Tak Minder Jadi Minoritas – Porochista Khakpour, Novelis Amerika Keturunan
Porochista Khakpour (37) tak pernah bermimpi menjadi warga negara Amerika Serikat (AS). Kecamuk Revolusi Iran membuat dia dan keluarganya terpaksa meninggalkan Negeri Para Mullah pada 1981. Kini dia dikenal sebagai novelis, dosen, dan jurnalis yang cukup dikenal di Negeri Paman Sam.
KETIKA itu Porochista berusia tiga tahun. Dia tidak mengerti mengapa orang tuanya mau meninggalkan kehidupan mereka yang nyaman di tempat kelahiran, Teheran. Mereka akhirnya menetap di Los Angeles (LA), California, AS. ”Saat itu kami hanya membawa dua koper. Maklum, orang tua saya mengira kami hanya akan bepergian untuk sementara waktu,” tutur Porochista saat menceritakan kisah hidupnya ketika menjadi pembicara pada kuliah umum ”Multicultural America: Being a Minority” di Unika Soegijapranata, Semarang, baru-baru ini. Jika Anda pernah menonton reality tv ”Shahs of Sunset” yang menceritakan kehidupan glamor warga Iran, tidak demikian halnya dengan yang dialami Porochista dan keluarganya. ”Di Teheran, kami tinggal di mansion. Kamar saya penuh mainan. Di LA, kami harus tinggal di apartemen kecil,” kata dia dalam acara yang diselenggarakan Unika bekerja sama dengan Kedutaan Besar (Kedubes) AS itu. Kendati ayahnya berprofesi sebagai ahli fisika nuklir, tak mudah baginya mendapat pekerjaan di AS. ”Keluarga kami ada yang menduduki posisi di pemerintahan. Karena itu, kami tidak bisa membawa harta keluar Iran.

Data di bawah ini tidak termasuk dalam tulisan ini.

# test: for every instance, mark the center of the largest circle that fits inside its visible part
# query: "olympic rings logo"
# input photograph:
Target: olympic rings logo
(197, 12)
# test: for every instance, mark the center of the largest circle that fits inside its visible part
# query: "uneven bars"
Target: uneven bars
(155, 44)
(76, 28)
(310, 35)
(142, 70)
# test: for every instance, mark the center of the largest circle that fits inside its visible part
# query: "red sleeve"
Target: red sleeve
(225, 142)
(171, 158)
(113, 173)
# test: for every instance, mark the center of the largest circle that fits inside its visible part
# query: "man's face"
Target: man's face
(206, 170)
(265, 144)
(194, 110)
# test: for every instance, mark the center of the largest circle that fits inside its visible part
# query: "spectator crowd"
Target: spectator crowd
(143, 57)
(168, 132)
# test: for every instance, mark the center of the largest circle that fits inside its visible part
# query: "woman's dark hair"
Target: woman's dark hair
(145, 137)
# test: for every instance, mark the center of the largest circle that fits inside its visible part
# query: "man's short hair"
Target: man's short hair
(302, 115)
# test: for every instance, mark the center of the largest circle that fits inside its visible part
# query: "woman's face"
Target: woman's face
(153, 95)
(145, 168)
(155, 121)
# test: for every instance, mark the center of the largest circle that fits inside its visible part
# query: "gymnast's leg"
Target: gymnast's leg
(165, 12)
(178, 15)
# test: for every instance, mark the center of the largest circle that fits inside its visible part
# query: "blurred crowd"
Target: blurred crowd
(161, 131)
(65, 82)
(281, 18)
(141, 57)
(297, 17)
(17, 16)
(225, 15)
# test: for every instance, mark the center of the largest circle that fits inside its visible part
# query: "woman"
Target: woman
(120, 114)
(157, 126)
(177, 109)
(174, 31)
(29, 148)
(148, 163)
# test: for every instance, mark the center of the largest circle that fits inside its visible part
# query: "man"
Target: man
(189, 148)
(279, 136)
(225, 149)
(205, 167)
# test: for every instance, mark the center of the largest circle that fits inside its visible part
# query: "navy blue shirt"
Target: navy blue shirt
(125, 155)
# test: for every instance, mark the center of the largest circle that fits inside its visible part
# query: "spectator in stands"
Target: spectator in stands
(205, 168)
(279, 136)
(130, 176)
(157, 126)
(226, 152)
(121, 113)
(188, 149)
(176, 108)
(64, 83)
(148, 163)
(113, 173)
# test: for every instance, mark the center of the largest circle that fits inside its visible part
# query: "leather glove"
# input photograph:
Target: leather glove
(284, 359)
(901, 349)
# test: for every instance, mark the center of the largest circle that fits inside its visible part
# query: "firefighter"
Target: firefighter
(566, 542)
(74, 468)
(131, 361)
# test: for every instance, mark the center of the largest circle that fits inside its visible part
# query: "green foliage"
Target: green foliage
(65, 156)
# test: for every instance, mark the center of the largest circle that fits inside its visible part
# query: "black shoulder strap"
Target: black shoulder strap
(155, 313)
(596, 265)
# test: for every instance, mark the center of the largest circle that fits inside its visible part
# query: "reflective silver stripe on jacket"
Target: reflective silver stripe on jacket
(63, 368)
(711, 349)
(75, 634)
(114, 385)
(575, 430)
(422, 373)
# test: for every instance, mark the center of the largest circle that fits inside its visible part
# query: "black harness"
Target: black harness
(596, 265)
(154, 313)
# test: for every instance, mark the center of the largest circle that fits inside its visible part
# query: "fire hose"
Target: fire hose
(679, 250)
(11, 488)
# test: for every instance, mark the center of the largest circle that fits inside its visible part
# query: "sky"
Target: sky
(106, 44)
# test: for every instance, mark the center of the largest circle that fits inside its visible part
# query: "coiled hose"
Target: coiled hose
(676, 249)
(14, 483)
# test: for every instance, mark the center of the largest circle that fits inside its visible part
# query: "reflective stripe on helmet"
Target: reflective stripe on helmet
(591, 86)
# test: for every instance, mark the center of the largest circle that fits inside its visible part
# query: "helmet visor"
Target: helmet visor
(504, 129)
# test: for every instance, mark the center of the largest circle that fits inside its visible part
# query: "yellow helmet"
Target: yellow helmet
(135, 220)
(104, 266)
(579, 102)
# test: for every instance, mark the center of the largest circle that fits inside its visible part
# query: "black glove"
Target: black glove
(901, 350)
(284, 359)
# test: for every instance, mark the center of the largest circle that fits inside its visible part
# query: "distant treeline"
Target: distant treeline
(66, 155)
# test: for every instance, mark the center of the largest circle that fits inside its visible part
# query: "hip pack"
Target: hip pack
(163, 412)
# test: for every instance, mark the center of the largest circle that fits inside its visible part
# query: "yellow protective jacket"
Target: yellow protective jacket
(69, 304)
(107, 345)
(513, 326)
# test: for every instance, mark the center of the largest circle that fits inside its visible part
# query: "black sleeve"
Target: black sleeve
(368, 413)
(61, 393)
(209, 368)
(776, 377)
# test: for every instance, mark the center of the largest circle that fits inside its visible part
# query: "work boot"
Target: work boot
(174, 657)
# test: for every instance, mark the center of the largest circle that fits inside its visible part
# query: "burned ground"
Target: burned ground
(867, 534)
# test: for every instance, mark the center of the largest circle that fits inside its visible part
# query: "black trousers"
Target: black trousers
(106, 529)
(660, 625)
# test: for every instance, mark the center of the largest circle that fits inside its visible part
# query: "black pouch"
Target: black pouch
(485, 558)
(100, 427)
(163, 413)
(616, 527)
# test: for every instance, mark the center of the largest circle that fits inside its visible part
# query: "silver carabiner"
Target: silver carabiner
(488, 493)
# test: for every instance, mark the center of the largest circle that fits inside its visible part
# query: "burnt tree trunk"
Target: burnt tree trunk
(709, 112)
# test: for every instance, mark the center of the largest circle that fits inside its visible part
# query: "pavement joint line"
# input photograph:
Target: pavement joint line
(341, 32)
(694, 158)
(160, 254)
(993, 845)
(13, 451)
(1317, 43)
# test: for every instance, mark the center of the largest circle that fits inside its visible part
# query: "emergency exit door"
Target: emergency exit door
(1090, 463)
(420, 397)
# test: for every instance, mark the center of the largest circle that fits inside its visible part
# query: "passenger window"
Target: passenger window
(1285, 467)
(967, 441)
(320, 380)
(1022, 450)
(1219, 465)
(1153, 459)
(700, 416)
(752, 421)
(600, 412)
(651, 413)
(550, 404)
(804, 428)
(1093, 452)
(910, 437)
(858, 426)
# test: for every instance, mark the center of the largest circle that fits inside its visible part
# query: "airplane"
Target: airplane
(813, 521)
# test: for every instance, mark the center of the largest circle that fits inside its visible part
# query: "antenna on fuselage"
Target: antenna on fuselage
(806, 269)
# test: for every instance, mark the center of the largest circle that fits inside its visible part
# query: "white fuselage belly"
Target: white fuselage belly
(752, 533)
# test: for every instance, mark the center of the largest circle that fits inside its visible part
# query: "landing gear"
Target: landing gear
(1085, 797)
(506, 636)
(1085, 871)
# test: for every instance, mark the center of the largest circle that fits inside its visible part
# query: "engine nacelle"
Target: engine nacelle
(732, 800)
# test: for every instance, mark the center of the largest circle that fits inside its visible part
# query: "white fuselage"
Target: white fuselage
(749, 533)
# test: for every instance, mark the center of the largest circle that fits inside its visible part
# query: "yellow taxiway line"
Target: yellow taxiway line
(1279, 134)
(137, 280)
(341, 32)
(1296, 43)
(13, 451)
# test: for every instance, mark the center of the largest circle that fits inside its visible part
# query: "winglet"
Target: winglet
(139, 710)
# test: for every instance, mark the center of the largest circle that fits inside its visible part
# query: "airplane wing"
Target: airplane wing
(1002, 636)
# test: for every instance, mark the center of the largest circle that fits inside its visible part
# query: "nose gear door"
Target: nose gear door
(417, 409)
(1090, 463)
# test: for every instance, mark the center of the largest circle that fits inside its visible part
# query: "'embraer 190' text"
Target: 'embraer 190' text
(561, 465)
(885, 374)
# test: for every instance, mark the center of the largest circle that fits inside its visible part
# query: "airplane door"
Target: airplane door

Hal itulah yang menyebabkan kami tidak bisa langsung hidup nyaman di AS.” Kini kehidupan keluarganya boleh dibilang lebih nyaman. Tahun lalu, kedua orang tuanya membeli rumah di LA setelah bertahun-tahun hanya mampu menyewa apartemen. Mereka memilih LA karena di sana banyak imigran dari berbagai negara. Iklim LA yang tidak jauh beda dari Iran juga menjadi pertimbangan. Begitu banyak orang Iran yang tinggal di sana, kota itu mendapat julukan Tehrangeles. Meski menjadi minoritas, Porochista tidak minder. Itu pula yang dia tularkan selama menjadi pembicara dalam sejumlah acara di Indonesia. Jadi Penulis Porochista baru memperoleh kewarganegaraan AS pada 2001, setelah Tragedi 9/11. Lantas, apa yang membuatnya terjun di dunia tulis menulis? Dia mengaku bercita-cita sebagai penulis sejak kecil karena gemar membaca dan menjadi story teller. Namun, ada yang meragukan mengingat Bahasa Inggris bukanlah bahasa ibunya. Tapi hal itu tidak membuat semangatnya ciut. Pada usia 18 tahun, Porochista pindah ke New York yang merupakan rumah bagi para penulis AS untuk mengejar cita-cita. Awalnya dia tidak yakin kisah keluarganya layak dijadikan novel. Sebab dalam benaknya, bacaan yang laku di Amerika adalah jenis fiksi atau fantasi. Novel pertamanya yang berjudul Sons and Other Flammable Objects (2007) dengan latar belakang Tragedi 9/11 dan keluarga keturunan Iran yang tinggal di New York dan LA meraih penghargaan California Book Award, serta mendapat sambutan positif baik di AS maupun luar negeri. Novel itu fokus pada perjuangan seorang anak lelaki untuk menjauhkan diri dari orang tua, sejarah, dan etnisnya demi mencari jati diri. Orang tuanya pun berjuang sekuat mungkin untuk menahannya dan berdamai dengan masa lalu. Menurut ulasan The New York Times, kekuatan Porochista terletak pada percakapan yang menohok, gambaran yang gamblang, dan humor yang tajam. Adapun novel lain karyanya berjudul The Last Illusion (2014) dan memoarnya yang diberi judul Sick akan terbit pada 2017. Selain menjadi novelis, Porochista juga berprofesi sebagai dosen dan jurnalis. Dia adalah kontributor untuk The New York Times .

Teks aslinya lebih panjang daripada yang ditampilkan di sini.